Hi Big Data Explorers,
The focus of this release was to improve the self service SQL troubleshooting and stability.
This release comes with 450 commits and 80+ bug fixes! For all the changes, check out the release notes.
Here is a list of the main improvements.
Easier Self Service Query Troubleshooting
Hue has great assistance for finding tables in the Data Catalog and getting recommendations on how to write (better) queries with the smart autocomplete, providing popular values and notifying of dangerous operations. When executing queries, however, it might be difficult to understand why they would be slow.
A new feature in 6.2 introduces a prettier display of the SQL Query Profile, which helps understand why/where the query bottlenecks are and how to optimize the query.
Example of how query plan displayed in the previous release:
And what it looks like now:
Note that on top of the much simpler visualization, tips are provided when available:
Please read more about this feature in this complete self-troubleshooting scenario.
Additionally, one of the most requested fixes was implemented: releasing query resources after the query has finished and they are no longer needed.
First, on the Apache Impala side, the query execution status will properly say if the query is actively running (“processing” data) or just “open but finished” (meaning just “keeping” the results but not using resources).
In addition, the new parameter NUM_ROWS_PRODUCED_LIMIT will even notify Impala to truncate any query execution as soon as this maximum number of result rows has been returned. This will release resources early on large SELECT operations where only the first few rows are actually displayed (which is the primary use case in Hue).
Better compatibility with Hive in HDP
Apache Hive has typically been very innovative in the Hortonworks distribution. In upstream the support for Hive on Tez and Hive LLAP was improved. Now:
- The jobs will show up in Job Browser
- The query ID is printed
- The progress is displayed
Note that currently Hue is not officially supported in HDP. However, if you want to experiment, you can learn how to configure Hue in HDP and set it up on your own, or get help from Cloudera Professional Services to do it for you.
More than 80 bugs were fixed to improve the supportability and stability of Hue.

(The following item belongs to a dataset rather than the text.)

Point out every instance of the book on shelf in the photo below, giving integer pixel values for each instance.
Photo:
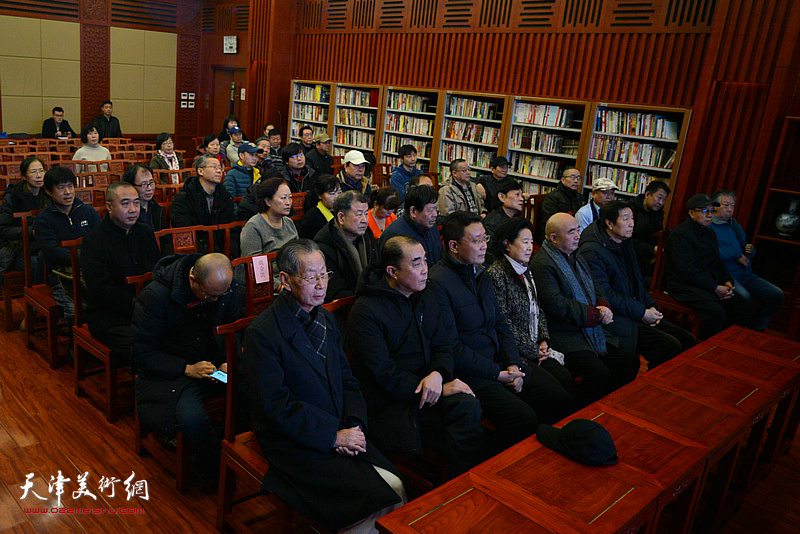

The full list is in the release notes but here are the top ones:
- HUE-7474 [core] Add ability to enable/disable Hue data/file “download” options globally
- HUE-7128 [core] Apply config ENABLE_DOWNLOAD to search dashboard
- HUE-8680 [core] Fill in Impalad WEBUI username passwords automatically
- HUE-8585 [useradmin] Bubbling up errors for Add Sync Ldap Users
- HUE-8690 [backend] Fix Hue allows unsigned SAML assertions
- HUE-8140 [editor] Improve multi-statement execution
- HUE-8662 [core] Fix missing static URLs
In addition, the Hue Docker image was simplified, so that it is easier to quickly get started and play/test the latest features.
Last but not least, the upstream and downstream documentation just got the first pass of a revamp, with a better table of contents, restyling, and updated instructions. In particular, on the upstream docs, reporting issues or sending a suggestion is one click away via GitHub, so feel free to send some pull requests!
Thank you to everybody using the product and who contributed to this release. Now off to the next one!